似乎不可能做到的是waitpid(-1)的等效,它会阻塞直到任何子进程返回。

其他回答

我几乎陷入了使用jobs -p来收集pid的陷阱,如果子进程已经退出,这将不起作用,如下面的脚本所示。我选择的解决方案是简单地调用-n N次,其中N是我有孩子的数量,这是我确定知道的。

#!/usr/bin/env bash

sleeper() {
    echo "Sleeper $1"
    sleep $2
    echo "Exiting $1"
    return $3
}

start_sleepers() {
    sleeper 1 1 0 &
    sleeper 2 2 $1 &
    sleeper 3 5 0 &
    sleeper 4 6 0 &
    sleep 4
}

echo "Using jobs"
start_sleepers 1

pids=( $(jobs -p) )

echo "PIDS: ${pids[*]}"

for pid in "${pids[@]}"; do
    wait "$pid"
    echo "Exit code $?"
done

echo "Clearing other children"
wait -n; echo "Exit code $?"
wait -n; echo "Exit code $?"

echo "Waiting for N processes"
start_sleepers 2

for ignored in $(seq 1 4); do
    wait -n
    echo "Exit code $?"
done

输出:

Using jobs
Sleeper 1
Sleeper 2
Sleeper 3
Sleeper 4
Exiting 1
Exiting 2
PIDS: 56496 56497
Exiting 3
Exit code 0
Exiting 4
Exit code 0
Clearing other children
Exit code 0
Exit code 1
Waiting for N processes
Sleeper 1
Sleeper 2
Sleeper 3
Sleeper 4
Exiting 1
Exiting 2
Exit code 0
Exit code 2
Exiting 3
Exit code 0
Exiting 4
Exit code 0

下面的代码将等待所有计算的完成,并在任何doccalculation失败时返回退出状态1。

#!/bin/bash
for i in $(seq 0 9); do
   (doCalculations $i >&2 & wait %1; echo $?) &
done | grep -qv 0 && exit 1

只需将结果存储在shell之外,例如在一个文件中。

#!/bin/bash
tmp=/tmp/results

: > $tmp  #clean the file

for i in `seq 0 9`; do
  (doCalculations $i; echo $i:$?>>$tmp)&
done      #iterate

wait      #wait until all ready

sort $tmp | grep -v ':0'  #... handle as required

下面是我的版本,适用于多个pid,如果执行时间过长,则记录警告,如果执行时间超过给定值,则停止子进程。

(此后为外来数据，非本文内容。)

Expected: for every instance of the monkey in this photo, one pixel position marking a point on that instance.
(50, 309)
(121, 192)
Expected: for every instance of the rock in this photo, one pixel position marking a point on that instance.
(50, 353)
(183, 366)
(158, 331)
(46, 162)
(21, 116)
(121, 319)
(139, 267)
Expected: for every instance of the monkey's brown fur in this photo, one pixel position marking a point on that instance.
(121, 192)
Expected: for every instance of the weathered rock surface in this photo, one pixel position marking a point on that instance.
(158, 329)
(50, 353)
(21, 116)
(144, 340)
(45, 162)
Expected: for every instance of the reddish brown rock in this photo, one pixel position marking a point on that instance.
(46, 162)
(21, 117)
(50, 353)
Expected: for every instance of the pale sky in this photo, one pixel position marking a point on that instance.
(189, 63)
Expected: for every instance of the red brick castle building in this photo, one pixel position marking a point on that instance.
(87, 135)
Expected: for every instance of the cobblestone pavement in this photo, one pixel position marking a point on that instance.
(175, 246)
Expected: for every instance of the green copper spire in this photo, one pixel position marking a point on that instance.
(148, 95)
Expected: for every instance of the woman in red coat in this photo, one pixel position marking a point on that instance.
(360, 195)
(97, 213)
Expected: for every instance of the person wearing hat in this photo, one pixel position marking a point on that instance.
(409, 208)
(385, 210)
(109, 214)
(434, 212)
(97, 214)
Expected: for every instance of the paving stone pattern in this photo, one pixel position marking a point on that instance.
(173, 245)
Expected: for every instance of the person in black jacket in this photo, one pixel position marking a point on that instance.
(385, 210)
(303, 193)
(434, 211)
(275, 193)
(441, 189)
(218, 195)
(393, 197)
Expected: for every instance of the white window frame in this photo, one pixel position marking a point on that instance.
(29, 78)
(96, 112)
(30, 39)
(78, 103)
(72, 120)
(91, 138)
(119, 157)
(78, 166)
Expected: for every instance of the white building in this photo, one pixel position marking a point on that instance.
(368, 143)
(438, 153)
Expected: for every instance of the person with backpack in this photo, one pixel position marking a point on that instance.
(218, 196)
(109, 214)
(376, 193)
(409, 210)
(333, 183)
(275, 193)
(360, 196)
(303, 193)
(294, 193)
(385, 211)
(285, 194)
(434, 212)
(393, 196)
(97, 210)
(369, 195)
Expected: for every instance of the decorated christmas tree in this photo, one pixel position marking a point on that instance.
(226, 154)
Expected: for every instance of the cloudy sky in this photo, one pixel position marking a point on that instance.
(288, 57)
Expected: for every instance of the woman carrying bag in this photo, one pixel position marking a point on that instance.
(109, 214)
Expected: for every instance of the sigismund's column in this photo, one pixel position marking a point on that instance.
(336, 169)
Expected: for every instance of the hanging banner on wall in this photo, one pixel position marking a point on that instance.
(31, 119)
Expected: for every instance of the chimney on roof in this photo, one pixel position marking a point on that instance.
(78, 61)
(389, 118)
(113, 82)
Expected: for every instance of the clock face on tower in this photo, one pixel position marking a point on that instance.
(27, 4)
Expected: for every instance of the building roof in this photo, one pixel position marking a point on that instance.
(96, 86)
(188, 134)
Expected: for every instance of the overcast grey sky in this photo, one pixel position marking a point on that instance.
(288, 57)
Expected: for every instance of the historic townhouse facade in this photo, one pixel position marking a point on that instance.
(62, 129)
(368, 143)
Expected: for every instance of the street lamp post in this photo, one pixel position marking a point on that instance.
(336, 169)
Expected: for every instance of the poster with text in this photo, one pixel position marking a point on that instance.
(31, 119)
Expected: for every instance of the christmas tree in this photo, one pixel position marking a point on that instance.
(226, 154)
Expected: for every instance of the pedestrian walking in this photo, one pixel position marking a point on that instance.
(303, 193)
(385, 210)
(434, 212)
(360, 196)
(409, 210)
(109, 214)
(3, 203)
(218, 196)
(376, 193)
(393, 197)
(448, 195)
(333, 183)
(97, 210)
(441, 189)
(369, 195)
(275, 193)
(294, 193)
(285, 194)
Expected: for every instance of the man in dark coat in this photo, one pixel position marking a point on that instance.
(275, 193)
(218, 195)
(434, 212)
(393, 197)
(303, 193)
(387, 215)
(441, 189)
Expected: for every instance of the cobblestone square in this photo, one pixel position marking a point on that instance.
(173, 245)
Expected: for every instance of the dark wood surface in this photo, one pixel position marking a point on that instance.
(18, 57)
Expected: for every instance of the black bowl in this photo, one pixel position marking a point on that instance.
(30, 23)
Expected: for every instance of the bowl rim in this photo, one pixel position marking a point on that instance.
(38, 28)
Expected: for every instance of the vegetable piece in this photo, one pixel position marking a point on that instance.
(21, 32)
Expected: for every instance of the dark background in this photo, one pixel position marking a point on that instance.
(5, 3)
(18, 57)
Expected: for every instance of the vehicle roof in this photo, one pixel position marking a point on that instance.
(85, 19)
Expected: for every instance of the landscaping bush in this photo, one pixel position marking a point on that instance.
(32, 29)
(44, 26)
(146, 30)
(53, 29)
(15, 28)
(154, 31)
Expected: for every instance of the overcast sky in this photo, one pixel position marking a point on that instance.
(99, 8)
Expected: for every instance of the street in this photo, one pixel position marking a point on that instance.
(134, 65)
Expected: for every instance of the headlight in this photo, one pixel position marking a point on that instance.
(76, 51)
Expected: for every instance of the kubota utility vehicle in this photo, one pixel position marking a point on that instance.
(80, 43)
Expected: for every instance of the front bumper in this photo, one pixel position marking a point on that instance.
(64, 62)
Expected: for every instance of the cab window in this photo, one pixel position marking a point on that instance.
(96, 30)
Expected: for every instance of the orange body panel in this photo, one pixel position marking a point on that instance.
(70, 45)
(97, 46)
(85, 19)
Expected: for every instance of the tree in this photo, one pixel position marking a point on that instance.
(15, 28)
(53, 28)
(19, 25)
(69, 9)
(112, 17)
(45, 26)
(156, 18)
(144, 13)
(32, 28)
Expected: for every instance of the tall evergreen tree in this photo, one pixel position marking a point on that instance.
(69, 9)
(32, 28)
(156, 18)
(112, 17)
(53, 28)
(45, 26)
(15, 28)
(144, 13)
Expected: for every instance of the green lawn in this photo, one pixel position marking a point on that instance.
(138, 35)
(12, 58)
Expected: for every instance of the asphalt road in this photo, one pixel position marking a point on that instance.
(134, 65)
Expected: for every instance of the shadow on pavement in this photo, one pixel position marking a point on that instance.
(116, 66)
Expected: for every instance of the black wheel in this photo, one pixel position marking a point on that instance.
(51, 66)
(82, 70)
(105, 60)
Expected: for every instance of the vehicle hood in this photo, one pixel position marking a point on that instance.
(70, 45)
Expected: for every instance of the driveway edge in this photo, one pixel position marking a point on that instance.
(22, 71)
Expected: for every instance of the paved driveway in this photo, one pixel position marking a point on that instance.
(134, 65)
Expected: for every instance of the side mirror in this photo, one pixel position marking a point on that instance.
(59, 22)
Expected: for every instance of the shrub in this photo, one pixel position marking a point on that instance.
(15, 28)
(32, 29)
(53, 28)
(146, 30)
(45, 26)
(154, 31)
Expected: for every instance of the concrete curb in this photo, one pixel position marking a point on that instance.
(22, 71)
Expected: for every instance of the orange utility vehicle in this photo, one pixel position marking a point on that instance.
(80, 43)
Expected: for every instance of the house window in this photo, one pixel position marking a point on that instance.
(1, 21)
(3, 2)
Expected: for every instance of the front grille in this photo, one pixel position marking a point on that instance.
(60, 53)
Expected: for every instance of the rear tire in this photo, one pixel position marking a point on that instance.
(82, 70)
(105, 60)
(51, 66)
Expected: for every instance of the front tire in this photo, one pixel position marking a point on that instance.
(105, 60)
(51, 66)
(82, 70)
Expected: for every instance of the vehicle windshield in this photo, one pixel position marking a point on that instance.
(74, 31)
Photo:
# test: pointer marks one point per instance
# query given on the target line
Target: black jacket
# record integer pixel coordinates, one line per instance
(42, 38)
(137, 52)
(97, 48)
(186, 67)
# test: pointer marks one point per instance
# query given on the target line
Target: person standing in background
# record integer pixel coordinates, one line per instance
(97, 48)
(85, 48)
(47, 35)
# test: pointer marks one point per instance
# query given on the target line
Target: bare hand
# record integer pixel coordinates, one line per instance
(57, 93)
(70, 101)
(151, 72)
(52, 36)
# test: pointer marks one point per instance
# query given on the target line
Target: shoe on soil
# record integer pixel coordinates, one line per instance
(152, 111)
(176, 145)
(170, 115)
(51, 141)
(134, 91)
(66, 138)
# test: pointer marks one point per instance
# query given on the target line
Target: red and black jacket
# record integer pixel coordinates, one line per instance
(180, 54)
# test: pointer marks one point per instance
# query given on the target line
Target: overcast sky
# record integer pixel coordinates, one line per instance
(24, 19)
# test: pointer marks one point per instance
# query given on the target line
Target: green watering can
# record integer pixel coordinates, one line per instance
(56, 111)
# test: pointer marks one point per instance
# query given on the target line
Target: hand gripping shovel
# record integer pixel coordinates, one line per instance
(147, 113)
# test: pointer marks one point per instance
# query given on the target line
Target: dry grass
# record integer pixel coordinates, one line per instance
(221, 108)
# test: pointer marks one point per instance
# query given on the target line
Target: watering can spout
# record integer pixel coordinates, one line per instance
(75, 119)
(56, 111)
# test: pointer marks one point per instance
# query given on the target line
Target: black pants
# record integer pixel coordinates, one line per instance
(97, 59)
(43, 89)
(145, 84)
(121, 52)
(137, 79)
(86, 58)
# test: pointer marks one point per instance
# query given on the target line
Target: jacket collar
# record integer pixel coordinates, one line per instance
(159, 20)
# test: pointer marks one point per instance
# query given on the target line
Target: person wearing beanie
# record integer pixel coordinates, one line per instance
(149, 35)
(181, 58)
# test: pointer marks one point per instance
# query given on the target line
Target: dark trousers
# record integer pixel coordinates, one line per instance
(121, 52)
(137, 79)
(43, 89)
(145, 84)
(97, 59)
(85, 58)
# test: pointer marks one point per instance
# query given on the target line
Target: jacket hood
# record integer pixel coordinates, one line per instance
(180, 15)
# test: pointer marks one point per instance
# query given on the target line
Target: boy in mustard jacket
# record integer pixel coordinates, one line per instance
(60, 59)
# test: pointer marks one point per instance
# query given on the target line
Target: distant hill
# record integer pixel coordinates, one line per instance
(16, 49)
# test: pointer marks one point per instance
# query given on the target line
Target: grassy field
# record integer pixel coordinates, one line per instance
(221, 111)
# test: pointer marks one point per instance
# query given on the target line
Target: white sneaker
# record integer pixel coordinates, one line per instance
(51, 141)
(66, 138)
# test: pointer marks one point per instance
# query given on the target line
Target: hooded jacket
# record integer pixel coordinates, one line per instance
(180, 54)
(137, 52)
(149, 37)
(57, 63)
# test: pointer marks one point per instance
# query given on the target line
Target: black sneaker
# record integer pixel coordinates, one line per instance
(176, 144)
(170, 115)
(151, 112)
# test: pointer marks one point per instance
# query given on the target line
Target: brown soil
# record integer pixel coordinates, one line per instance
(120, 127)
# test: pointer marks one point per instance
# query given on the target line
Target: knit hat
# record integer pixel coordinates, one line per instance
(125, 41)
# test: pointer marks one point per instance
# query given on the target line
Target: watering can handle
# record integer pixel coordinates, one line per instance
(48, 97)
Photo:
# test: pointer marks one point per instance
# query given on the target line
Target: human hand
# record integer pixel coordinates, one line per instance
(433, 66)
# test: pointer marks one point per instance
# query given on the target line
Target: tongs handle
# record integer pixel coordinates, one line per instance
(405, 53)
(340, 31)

[编辑]我已经在https://github.com/deajan/ofunctions上传了我的WaitForTaskCompletion的新实现,称为ExecTasks。 还有一个用于WaitForTaskCompletion的compat层 (/编辑)

function WaitForTaskCompletion {
    local pids="${1}" # pids to wait for, separated by semi-colon
    local soft_max_time="${2}" # If execution takes longer than $soft_max_time seconds, will log a warning, unless $soft_max_time equals 0.
    local hard_max_time="${3}" # If execution takes longer than $hard_max_time seconds, will stop execution, unless $hard_max_time equals 0.
    local caller_name="${4}" # Who called this function
    local exit_on_error="${5:-false}" # Should the function exit program on subprocess errors       

    Logger "${FUNCNAME[0]} called by [$caller_name]."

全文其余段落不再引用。